14. The next day, determine the mass of the product.

Calculations

1. Calculate the mass of pure ethylenediamine used. Because ethylenediamine is a thick, viscous, strongly alkaline liquid, it is commonly used in solution rather than as a pure liquid. The mass of the ethylenediamine is determined from the volume of the solution and its density. The solution used in this experiment is 25.0% by mass ethylenediamine. The solution has a density of 0.950 g/mL.

2. Calculate the number of moles of each reactant used.

3. Determine which reactant is the limiting reagent.

4. Calculate the theoretical yield of the complex. The molar mass of the complex, tris(ethylenediame)nickel(II) chloride, is 310.0 g/mole.
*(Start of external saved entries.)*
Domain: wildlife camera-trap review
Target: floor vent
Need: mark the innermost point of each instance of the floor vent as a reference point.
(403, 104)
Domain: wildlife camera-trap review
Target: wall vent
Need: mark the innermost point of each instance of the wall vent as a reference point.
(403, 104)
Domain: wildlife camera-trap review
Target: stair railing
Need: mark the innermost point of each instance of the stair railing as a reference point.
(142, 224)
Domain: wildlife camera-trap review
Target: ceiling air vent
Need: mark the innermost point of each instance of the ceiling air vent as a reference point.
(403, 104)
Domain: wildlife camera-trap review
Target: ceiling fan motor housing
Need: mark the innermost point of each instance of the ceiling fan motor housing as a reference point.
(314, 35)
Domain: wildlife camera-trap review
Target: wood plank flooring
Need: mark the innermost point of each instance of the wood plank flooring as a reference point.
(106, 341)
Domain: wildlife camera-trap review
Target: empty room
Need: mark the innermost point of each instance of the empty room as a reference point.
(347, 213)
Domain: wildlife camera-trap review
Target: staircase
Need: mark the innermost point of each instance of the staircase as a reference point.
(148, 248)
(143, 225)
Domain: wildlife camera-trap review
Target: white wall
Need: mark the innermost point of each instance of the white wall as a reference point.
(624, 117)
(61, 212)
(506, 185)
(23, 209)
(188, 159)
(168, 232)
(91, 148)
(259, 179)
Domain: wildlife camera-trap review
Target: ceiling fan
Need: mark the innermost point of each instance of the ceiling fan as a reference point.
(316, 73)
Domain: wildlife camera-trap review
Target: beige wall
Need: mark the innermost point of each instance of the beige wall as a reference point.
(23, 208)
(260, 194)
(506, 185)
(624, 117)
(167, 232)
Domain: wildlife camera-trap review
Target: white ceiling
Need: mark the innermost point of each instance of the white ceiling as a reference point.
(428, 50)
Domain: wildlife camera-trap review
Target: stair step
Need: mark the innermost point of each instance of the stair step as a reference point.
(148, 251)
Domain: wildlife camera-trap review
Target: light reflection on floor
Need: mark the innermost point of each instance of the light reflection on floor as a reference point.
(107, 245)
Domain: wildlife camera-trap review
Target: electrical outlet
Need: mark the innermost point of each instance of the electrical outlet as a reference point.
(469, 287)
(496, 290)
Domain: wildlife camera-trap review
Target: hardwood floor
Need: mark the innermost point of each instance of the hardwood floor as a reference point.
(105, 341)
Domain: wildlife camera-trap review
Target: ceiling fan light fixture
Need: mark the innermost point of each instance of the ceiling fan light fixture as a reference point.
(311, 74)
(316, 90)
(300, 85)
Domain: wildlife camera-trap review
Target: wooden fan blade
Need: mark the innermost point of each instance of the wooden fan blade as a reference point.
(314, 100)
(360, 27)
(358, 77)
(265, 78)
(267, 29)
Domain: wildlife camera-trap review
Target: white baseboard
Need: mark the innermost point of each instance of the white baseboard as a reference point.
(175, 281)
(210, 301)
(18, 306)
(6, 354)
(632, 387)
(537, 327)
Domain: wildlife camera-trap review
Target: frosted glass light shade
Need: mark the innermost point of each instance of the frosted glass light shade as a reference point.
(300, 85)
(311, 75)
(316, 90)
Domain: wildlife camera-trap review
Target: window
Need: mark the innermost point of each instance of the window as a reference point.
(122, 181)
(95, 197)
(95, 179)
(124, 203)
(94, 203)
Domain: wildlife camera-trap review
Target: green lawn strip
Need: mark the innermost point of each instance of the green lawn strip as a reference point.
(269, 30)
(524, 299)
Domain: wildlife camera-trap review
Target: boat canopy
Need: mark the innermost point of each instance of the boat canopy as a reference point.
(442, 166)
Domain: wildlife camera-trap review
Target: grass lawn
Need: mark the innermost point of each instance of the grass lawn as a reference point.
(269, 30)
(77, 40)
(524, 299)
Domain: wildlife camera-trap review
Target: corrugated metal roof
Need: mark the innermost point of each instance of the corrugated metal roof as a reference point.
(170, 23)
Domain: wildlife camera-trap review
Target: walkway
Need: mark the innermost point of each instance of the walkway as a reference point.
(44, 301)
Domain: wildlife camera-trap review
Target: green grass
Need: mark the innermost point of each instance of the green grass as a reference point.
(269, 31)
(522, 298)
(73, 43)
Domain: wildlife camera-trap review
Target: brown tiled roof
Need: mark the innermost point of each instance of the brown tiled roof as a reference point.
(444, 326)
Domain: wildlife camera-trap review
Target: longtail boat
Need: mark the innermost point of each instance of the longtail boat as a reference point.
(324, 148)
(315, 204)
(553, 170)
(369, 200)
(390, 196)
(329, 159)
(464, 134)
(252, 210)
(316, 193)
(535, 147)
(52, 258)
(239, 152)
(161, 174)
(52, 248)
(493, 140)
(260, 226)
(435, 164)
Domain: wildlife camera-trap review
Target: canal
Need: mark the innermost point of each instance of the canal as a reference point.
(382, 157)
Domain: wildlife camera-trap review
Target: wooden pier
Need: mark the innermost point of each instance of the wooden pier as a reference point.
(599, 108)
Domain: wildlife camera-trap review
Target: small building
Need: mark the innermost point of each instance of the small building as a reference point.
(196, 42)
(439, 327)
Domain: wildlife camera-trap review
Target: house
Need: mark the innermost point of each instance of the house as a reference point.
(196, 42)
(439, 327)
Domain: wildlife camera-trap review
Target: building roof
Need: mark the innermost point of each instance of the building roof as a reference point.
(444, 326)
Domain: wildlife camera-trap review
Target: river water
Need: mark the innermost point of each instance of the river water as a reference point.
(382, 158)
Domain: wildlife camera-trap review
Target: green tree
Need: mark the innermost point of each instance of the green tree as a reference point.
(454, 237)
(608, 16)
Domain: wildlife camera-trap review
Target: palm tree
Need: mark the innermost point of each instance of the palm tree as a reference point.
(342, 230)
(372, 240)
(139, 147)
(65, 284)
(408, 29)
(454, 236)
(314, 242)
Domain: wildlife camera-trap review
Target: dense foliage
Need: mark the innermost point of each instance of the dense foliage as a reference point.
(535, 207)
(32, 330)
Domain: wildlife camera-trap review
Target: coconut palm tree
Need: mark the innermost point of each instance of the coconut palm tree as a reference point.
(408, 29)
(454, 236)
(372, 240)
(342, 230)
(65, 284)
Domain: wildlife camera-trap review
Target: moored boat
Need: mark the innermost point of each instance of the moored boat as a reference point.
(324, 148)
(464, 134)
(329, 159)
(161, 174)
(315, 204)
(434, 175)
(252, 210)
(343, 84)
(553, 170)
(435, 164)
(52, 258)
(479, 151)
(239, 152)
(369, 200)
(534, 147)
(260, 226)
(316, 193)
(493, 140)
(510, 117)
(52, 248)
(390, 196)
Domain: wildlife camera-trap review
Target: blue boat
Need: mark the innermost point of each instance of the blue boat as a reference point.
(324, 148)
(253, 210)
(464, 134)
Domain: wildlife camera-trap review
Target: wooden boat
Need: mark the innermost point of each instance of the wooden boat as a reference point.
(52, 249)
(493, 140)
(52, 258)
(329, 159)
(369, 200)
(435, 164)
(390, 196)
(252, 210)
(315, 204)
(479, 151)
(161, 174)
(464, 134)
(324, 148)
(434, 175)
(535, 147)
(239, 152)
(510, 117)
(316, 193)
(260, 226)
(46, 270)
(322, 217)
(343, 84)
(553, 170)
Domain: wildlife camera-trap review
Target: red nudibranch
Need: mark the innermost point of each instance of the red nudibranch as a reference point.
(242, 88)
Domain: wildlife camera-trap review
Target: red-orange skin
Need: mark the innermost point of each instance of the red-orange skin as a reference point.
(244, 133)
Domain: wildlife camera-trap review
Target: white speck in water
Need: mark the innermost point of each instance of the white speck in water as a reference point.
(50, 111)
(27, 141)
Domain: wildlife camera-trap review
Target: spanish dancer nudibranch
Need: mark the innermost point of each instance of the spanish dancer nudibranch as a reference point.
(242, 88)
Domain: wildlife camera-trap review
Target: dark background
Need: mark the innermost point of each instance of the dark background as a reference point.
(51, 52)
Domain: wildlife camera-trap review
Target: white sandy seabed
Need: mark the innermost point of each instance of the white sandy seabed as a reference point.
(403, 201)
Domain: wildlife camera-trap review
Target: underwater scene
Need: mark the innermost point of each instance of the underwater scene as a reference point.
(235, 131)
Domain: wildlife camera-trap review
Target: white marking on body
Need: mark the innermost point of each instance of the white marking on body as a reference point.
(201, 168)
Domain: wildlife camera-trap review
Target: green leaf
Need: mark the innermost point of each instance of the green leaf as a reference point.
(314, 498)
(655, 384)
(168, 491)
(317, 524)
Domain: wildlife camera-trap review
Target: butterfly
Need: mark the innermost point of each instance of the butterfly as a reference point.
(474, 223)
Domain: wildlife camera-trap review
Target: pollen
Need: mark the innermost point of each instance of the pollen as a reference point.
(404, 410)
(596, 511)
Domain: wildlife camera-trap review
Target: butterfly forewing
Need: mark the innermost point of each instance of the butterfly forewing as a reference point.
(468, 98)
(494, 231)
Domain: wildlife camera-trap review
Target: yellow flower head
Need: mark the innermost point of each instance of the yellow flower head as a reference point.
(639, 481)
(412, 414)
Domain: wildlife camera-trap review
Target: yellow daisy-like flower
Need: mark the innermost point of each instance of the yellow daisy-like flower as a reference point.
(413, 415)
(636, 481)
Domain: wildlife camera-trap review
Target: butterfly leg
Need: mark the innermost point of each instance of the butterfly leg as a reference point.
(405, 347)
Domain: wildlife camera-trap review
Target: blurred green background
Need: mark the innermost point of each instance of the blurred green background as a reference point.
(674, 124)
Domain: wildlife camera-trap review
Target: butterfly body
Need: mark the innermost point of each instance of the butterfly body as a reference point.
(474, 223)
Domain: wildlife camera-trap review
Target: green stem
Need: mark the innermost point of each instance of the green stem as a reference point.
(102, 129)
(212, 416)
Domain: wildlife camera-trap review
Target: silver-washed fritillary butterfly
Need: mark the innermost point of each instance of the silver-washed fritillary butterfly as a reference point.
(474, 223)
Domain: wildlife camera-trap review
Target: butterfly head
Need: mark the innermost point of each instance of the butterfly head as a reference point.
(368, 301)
5. Calculate percent yield.

Data

|Mass of NiCl2.6H2O | |

|Appearance of NiCl2.6H2O | |

|Color of solution of NiCl2.6H2O | |

|Volume of ethylenediamine solution | |

|Concentration of ethylenediamine solution | |

|Appearance of ethylenediamine solution | |

|Appearance of reaction mixture | |

|Appearance after addition of acetone | |

|Color of product (complex) | |

|Mass of empty labeled vial | |

|Mass of empty labeled vial + product | |

|Mass of product (actual yield) | |

Results

|Mass of ethylenediamine | |

|Moles of NiCl2.6H2O | |

|Moles of ethylenediamine | |

|Limiting reagent | |

|Theoretical yield | |

|Percent yield | |

Questions

1. Explain why it is suggested that a minimum amount of water be used to dissolve the NiCl2.6H2O.

2. Assuming all other things are equal and constant, explain why you can’t increase the percent yield by increasing the amount of limiting reagent.

3. Why do you suppose the yield of this synthesis is less than 100%?

4. A student reports a 110% yield. Assuming the calculations are correct, how could you explain this erroneous result?